🔧 Data Preparation Package
The Data Preparation package is a collection of tools within Coded Flows designed to help you clean, organize, and transform your data before analysis or export. It provides straightforward operations that work on tables you've loaded into your flow.
What This Package Does
This package offers building blocks for common data handling tasks. You can use these tools to:
- Reorganize your data (sorting, filtering, grouping)
- Modify column content (renaming, splitting, combining values)
- Handle missing or problematic data (filling gaps, removing empty rows)
- Transform data structure (pivoting, unpivoting, transposing)

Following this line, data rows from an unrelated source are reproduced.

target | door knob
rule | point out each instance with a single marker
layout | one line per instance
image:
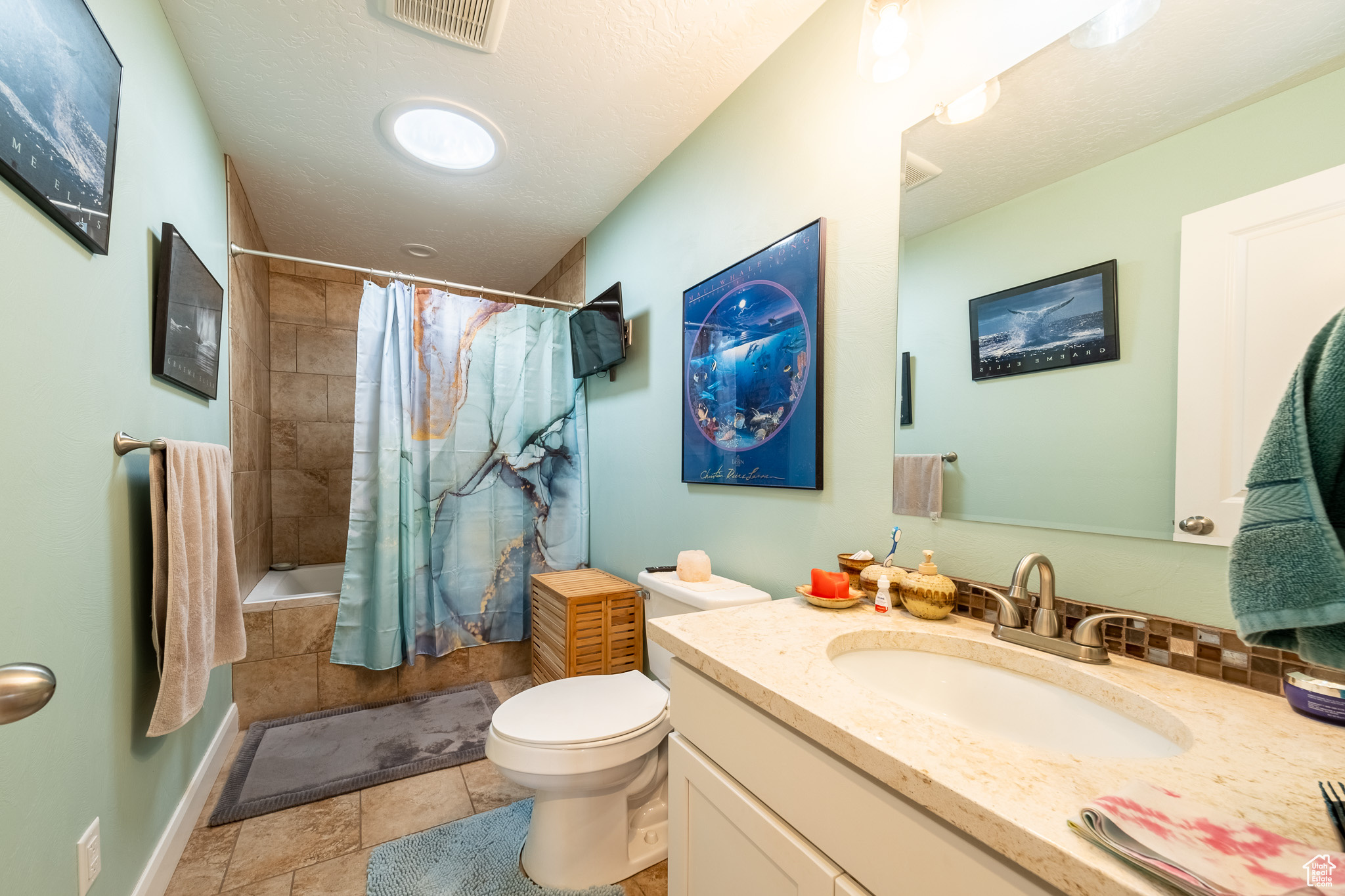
(1196, 526)
(24, 689)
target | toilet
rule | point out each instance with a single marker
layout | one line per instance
(595, 750)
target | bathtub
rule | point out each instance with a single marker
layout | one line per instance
(298, 587)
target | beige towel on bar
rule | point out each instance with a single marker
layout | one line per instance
(917, 485)
(198, 614)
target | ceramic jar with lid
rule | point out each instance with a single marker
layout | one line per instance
(926, 594)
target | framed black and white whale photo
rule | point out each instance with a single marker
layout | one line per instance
(1061, 322)
(60, 95)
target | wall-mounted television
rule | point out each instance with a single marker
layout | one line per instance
(598, 333)
(188, 319)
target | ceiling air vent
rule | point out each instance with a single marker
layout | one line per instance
(472, 23)
(917, 171)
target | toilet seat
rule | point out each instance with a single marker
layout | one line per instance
(586, 711)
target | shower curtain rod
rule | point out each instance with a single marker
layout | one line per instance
(234, 249)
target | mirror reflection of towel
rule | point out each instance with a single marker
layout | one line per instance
(917, 485)
(198, 613)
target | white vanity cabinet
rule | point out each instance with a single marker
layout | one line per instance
(758, 809)
(728, 843)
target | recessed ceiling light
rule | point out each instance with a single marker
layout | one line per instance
(969, 105)
(1113, 23)
(443, 136)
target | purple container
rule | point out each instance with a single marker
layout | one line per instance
(1315, 698)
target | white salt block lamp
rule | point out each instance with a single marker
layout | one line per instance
(693, 566)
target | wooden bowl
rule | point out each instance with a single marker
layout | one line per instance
(852, 567)
(830, 603)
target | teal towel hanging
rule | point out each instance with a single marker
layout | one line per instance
(1286, 570)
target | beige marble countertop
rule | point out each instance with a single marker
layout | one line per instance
(1247, 753)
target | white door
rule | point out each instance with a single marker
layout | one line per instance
(722, 842)
(1259, 277)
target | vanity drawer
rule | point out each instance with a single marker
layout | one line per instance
(888, 844)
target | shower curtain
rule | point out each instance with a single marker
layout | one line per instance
(470, 473)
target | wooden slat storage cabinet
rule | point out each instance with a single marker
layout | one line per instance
(585, 622)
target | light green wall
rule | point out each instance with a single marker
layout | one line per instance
(74, 527)
(802, 137)
(1098, 452)
(1090, 448)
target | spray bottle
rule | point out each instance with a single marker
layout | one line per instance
(883, 601)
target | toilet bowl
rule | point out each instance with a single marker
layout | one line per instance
(595, 750)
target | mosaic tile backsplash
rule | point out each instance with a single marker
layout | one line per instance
(1185, 647)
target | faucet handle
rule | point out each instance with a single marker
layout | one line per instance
(1088, 631)
(1009, 616)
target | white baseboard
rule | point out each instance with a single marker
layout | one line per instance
(154, 880)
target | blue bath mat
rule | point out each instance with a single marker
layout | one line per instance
(475, 856)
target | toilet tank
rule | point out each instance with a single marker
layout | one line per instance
(673, 598)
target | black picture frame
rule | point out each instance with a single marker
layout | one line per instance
(908, 413)
(1023, 330)
(188, 319)
(768, 356)
(69, 179)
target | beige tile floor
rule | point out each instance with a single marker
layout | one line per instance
(322, 848)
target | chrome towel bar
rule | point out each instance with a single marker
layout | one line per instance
(121, 444)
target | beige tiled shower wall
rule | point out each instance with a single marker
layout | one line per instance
(249, 389)
(314, 314)
(565, 280)
(288, 671)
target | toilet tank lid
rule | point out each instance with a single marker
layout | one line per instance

- Calculate new values based on existing columns
- Join data from multiple sources
- Extract specific parts of dates and times
- Sample or subset your data
You build workflows by connecting these tools together, with each step producing output that feeds into the next.
Important Limitation
This package is designed for data that fits in your computer's local memory. It is not suitable for large datasets or big data processing. If you're working with:
- Large files (typically over several gigabytes)

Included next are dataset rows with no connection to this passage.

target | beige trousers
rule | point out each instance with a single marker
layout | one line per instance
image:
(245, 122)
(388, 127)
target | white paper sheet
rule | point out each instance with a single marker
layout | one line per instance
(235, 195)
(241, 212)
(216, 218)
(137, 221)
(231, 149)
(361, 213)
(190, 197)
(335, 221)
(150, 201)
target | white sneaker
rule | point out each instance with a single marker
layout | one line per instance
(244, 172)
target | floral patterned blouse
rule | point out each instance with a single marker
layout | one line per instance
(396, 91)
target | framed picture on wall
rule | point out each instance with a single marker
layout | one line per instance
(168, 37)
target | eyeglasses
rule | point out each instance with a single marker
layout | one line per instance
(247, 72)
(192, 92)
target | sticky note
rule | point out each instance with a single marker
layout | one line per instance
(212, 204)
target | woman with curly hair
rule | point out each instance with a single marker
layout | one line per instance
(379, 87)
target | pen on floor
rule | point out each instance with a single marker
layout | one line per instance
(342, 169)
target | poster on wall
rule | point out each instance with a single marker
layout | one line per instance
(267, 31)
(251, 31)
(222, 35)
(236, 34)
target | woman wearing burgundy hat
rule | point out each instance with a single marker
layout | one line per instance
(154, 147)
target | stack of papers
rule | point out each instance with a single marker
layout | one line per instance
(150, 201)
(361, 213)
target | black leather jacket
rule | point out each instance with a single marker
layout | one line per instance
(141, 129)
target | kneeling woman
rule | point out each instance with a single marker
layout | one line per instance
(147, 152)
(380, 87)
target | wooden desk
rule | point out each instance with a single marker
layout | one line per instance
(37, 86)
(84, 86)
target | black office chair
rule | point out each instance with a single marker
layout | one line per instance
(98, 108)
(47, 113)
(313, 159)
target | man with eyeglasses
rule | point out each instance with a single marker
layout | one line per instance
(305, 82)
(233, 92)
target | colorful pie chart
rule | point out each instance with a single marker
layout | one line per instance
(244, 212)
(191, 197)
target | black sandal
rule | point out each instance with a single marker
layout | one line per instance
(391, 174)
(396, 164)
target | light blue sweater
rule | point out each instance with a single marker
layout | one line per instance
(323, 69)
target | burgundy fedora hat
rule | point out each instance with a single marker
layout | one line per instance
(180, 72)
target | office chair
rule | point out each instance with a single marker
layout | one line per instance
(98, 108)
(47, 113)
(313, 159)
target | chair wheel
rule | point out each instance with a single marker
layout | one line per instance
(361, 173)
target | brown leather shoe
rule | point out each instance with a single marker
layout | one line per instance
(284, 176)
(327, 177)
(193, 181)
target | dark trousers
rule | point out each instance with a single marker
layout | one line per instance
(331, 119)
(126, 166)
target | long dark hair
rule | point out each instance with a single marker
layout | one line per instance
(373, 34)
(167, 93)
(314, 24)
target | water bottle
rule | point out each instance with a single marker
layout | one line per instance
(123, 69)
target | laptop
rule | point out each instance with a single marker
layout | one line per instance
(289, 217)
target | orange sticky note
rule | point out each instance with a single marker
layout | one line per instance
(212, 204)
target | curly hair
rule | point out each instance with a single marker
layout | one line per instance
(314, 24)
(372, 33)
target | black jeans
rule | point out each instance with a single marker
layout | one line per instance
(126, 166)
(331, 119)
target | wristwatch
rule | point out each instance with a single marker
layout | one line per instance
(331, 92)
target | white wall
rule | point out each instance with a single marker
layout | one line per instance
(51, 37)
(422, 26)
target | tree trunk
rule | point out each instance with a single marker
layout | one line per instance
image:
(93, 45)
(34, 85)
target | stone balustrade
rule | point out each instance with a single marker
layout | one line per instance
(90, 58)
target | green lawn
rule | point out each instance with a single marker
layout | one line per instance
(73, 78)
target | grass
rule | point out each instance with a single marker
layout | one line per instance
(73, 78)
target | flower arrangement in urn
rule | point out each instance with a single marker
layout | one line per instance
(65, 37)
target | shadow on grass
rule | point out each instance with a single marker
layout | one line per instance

- Datasets that exceed your available RAM
- Data requiring distributed or cloud-based processing
...you'll need alternative solutions outside this package.
How It Works
Each tool in this package performs a specific operation on your data table. Most tools follow this pattern:
- Input: You provide your data table
- Configuration: You set options that define what the tool should do
- Output: The tool returns your data (modified or filtered) for the next step
Common operations include filtering rows, adding calculated columns, reorganizing structure, or merging tables.
Tools Available
Reading & Writing Data
- Read Data File: Load data from CSV, Excel, Parquet, or JSON files
- Data to File: Save your processed data back to a file
Organizing Data
- Sort Data: Arrange rows by one or more columns
- Keep Columns: Select only the columns you need
- Delete Columns: Remove unwanted columns
- Rename Columns: Change column names
- Move Columns: Reorder your columns
- Remove Empty Rows: Delete rows with missing values
Filtering Data
- Filter Rows by Values: Keep or remove rows based on text content
- Filter Rows by Numeric Range: Keep or remove rows based on number ranges
- Filter Rows by Date: Keep or remove rows based on date criteria
- Filter Rows by Boolean Value: Keep or remove rows based on true/false columns
Grouping & Aggregating
- Group Data: Combine rows into groups and calculate totals, averages, counts, etc.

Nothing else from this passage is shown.